Create analysis pipeline

Consider parseq_XES_scan as an example for the development steps described below.

Basic concepts and ideas

An analysis pipeline consists of data nodes and transformations that connect the nodes. Data nodes define array names that will appear as attributes of data objects, e.g as item.x, with x being an attribute of a data object item. The array values will be read from files or calculated from other arrays. The pipeline can be used with or without GUI widgets. In the former case, the defined node arrays will appear in the node plotting: 1D, 2D or 3D (a stack of 2D plots).

Each transformation class defines a dictionary of transformation parameters and default values for them. It also defines a static method that calculates data arrays. The parameters will be attributed to each data object. The parameter values are supposed to be changed in user supplied GUI widgets. This change can be done simultaneously for one or several active data objects. Alternatively, any parameter can be copied to one or several later selected data.

Each transformation can optionally define the number of threads or processes that will start in parallel and run the transformation of several data items. The multiprocessing python API requires the main transformation method as a static or class method (not an instance method). Additionally, for the sake of data transfer in multiprocessing, all input and output arrays have to be added to inArrays and outArrays lists (attributes of the transformation class).

In the user-supplied GUI widgets, one for each data node, all interactive GUI elements should get registered using a few dedicated methods. The registration will enable automatic GUI update from the active data and will run transformations given the updated parameters, so no signal slots are typically required. The registration will also enable copying transformation parameters to other data by means of popup menus on each GUI element.

One or more curve fitting routines can optionally be defined per data node. Similarly to transformations, fitting solvers can run in parallel for several data items. Fitting parameters can be constrained or tied to other parameters.

The data model is a single object throughout the pipeline. Data can be rearranged by the user: ordered, renamed, grouped and removed. The data model tree is present in each data node, not as a single tree instance, with the idea also to serve as a plot legend that should always be close to the plot. User selection in the data model is common for all transformation nodes. For 1D data, the line color is the same in all data nodes. 1D data plotting can optionally be done for dynamically (via mouse selection) or statically (via check boxes) selected data. 2D and 3D data plotting is always done for one selected data object.

The transformation class docstrings will be built by ParSeq using Sphinx into an html file and will be displayed in a help panel close to the transformation widget.

Prepare pipeline metadata and images

Create a project directory for the pipeline. Create file that defines metadata about the project. Note that user pipeline applications and ParSeq itself use the module parseq.core.singletons as a means to store global variables; the pipeline’s module defines a few of them. Together with the docstrings of the module, these metadata will appear in the About dialog.

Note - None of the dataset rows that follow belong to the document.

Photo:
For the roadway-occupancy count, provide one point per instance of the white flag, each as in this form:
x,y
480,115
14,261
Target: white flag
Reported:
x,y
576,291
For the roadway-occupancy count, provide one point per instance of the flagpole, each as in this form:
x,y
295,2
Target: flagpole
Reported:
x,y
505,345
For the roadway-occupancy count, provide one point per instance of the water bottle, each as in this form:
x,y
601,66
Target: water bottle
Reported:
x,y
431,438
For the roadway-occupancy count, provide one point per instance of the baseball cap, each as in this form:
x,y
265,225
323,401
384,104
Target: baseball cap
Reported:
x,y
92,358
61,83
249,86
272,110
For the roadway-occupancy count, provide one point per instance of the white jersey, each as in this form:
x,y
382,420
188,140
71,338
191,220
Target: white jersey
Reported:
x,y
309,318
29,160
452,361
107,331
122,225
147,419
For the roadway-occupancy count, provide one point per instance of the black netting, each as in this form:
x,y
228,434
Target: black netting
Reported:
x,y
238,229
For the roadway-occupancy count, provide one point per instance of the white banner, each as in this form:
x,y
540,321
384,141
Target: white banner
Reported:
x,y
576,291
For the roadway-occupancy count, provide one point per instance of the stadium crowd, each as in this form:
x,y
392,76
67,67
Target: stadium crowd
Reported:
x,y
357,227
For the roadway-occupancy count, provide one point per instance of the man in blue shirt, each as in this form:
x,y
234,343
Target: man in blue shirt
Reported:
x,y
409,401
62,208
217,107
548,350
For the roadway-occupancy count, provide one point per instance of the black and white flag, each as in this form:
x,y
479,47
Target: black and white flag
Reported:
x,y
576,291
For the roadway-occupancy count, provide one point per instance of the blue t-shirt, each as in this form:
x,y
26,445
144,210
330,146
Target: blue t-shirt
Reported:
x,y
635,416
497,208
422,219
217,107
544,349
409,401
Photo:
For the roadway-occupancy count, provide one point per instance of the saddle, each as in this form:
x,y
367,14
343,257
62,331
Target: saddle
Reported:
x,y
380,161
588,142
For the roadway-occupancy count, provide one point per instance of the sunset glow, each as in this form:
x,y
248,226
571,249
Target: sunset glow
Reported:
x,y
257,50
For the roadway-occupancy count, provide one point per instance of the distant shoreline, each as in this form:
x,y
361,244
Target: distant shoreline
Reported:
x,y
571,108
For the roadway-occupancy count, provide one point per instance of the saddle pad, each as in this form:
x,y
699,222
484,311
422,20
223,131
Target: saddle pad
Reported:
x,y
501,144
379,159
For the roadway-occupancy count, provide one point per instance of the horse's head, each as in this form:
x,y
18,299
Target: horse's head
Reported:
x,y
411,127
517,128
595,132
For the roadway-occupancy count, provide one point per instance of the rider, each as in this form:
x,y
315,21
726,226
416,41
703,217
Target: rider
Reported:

Create doc/_images directory and put an application icon there. The pipeline transformations will have class docstrings that may also include images; those images should be located here, in doc/_images.

Make data nodes

To define a node class means to name all necessary arrays, define their roles, labels and units.

Make data transformations

Start making a transformation class with defining a dictionary defaultParams of default parameter values. Decide on using multiprocessing/multithreading by specifying nThreads or nProcesses. If any of these numbers is > 1 (the default values are both 1), specify two lists of array names: inArrays and outArrays. Define a static or a class method Transform.run_main(). Note, it can have a few signatures. Within the method, get the actual transformation parameters from the dictionary data.transformParams and the defined data arrays as attributes of data, e.g. data.x.

For expensive transformations, you should update the progress status.

For accessing arrays of other data objects, use a different signature of Transform.run_main() that contains the allData argument. Note that in this case multiprocessing is not possible.

Make GUI widgets

The widgets that control transformation parameters are descendants of PropWidget. The main methods of that class are PropWidget.registerPropWidget() and PropWidget.registerPropGroup(). They use the Qt signal/slot mechanism to update the corresponding transformation parameters; the user does not have to explicitly implement the reaction slots. Additionally, these methods enable copying transformation parameters to other data by means of popup menus, update the GUI upon selecting data objects in the data tree, start the corresponding transformation and operate undo and redo lists.

Because each transformation already has a set of default parameter values, these GUI widgets can gradually grow during the development time, without compromising the data pipeline functionality.

Provide docstrings in reStructuredText markup, they will be built by Sphinx and displayed near the corresponding widgets.

Make fitting worker classes

Similarly to a transformation class, a fitting class defines a dictionary defaultParams, defines multiprocessing/multithreading and a static or a class method Fit.run_main().

Make data pipeline

This is a small module that instantiates the above nodes, transformations, fits and widgets and connects them together.

Create test data tree

Put a few data files in a local folder (i.e. data) and create a module that defines a function that loads the data into a data tree, defines suitable transformation parameters and launches the first transformation (the next ones will start automatically).

Create pipeline starter

The starter should understand command line arguments and prepare options for loading the test data and to run the pipeline with and without GUI.

Creating development versions of analysis application

Copy the whole folder of the application to the same level but with a different name, e.g. append a version suffix. In the import section in the start script change the import name to the above created folder name. Done.